The sign was painted on ¼" steel plate approximately 12 feet long and 3 feet high. The wording. ROUND and HOUSE were separated by the Southern Pacific Lines sun burst emblem. The shape of the sign roughly mimicked the outline of the structure and hung approximately 20 feet above ground level.
While it is unknown precisely when Roundhouse received its sign, photographic research shows that it was applied sometime between 1938 and 1940. But why a special sign?
Southern Pacific rerouted its main line through San Jose from 4th street to the right-of-way immediately adjacent to the roundhouse in 1935. Originally built for the South Pacific Coast narrow gauge, this right-of- way had been the railroad's branch line to Santa Cruz. With the completion of the new depot at Cahill Street and as the new mainline, this adjacent right-of -way suddenly hosted additional passenger operations varying from local commute to long distance trains.
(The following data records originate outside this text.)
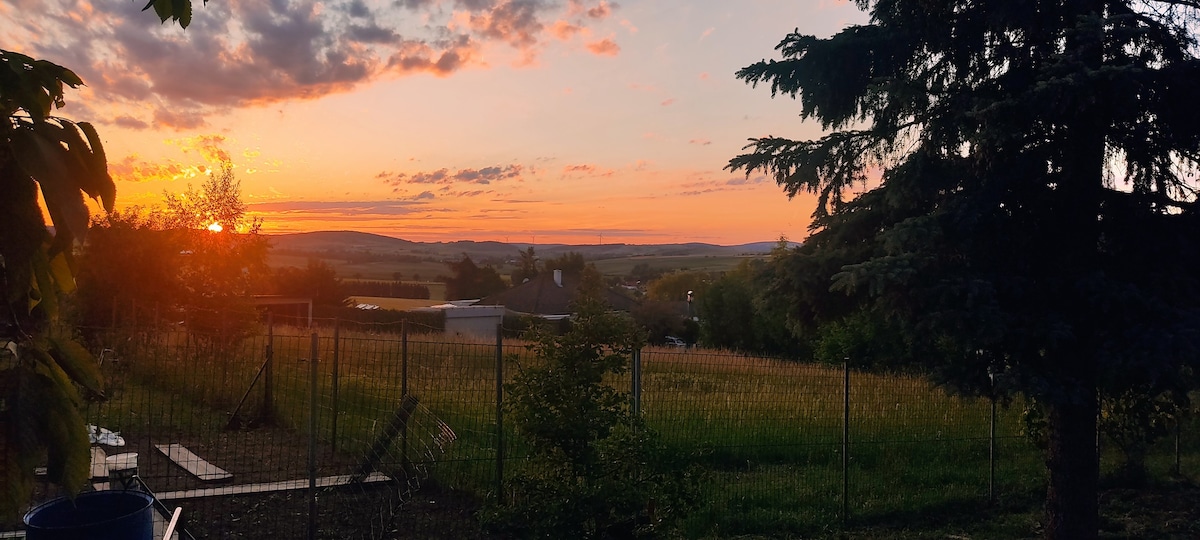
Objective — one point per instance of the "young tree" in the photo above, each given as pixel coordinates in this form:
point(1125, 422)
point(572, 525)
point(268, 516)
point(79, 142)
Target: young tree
point(527, 268)
point(1036, 217)
point(217, 205)
point(471, 281)
point(130, 259)
point(595, 469)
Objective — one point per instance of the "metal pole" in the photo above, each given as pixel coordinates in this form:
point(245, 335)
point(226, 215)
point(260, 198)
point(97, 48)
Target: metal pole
point(1177, 421)
point(268, 376)
point(845, 443)
point(337, 347)
point(312, 439)
point(499, 414)
point(637, 383)
point(403, 389)
point(991, 455)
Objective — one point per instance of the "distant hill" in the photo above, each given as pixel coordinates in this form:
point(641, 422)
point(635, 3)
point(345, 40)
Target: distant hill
point(341, 243)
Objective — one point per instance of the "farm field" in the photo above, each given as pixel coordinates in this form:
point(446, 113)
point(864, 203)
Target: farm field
point(400, 304)
point(370, 257)
point(624, 265)
point(765, 436)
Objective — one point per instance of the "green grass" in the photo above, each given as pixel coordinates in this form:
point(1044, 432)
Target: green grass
point(766, 433)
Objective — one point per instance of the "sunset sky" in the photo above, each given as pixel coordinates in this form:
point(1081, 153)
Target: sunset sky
point(576, 121)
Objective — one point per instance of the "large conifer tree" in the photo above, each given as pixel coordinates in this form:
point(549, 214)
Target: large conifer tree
point(1036, 219)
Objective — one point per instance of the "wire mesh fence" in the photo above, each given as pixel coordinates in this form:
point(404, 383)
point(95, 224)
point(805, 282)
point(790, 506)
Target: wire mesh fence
point(330, 432)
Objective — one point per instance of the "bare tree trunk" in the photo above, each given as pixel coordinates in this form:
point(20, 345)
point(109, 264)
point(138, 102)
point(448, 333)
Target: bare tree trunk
point(1072, 499)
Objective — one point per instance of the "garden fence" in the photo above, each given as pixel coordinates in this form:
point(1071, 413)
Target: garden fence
point(336, 431)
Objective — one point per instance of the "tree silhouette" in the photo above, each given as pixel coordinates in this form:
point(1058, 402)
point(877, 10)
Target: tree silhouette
point(1035, 223)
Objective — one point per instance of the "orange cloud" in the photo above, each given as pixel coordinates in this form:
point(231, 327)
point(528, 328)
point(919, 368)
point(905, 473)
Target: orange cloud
point(564, 30)
point(209, 147)
point(135, 169)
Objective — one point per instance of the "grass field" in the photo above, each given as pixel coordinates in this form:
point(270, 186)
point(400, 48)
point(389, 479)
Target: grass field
point(766, 433)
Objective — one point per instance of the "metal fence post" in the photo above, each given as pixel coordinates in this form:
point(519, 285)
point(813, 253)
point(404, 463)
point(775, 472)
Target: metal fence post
point(268, 376)
point(333, 397)
point(312, 438)
point(403, 389)
point(1177, 423)
point(845, 443)
point(636, 390)
point(499, 414)
point(991, 455)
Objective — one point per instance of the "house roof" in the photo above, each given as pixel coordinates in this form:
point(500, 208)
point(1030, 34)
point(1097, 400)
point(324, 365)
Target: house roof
point(540, 295)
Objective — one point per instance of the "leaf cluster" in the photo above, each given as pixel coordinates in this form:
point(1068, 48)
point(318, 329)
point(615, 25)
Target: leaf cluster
point(40, 376)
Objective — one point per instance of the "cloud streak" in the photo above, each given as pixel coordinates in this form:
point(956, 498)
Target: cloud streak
point(245, 53)
point(445, 177)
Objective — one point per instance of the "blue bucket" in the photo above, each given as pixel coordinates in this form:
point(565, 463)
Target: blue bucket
point(97, 515)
In 1937, the railroad established it flagship passenger train "The Daylight" between San Francisco and Los Angeles. Conceived during the tough economic times of the 1930's, the Daylight became the railroad's symbol of the modern era with newly designed steam locomotives and passenger cars. Complimenting the efforts toward the train equipment and to appease its traveling customers, the railroad invested capital funds to upgrade various structures along the route. Because of the San Jose Roundhouse's visibility to the railroad's traveling patrons, the unique sign was placed on the structure's western wall.
Similar to the entire Lenzen facility, the sign began to show its age over the years. Even after the abandonment of the structure in 1989, some forty years into the diesel locomotive era, the sign continued to grace the western wall. However in early 1994, within weeks of Southern Pacific Railroad's donation of the historic San Jose Roundhouse structure to Santa Clara County, unknown individuals removed the sign.
Sadly, the sign's whereabouts remain unknown.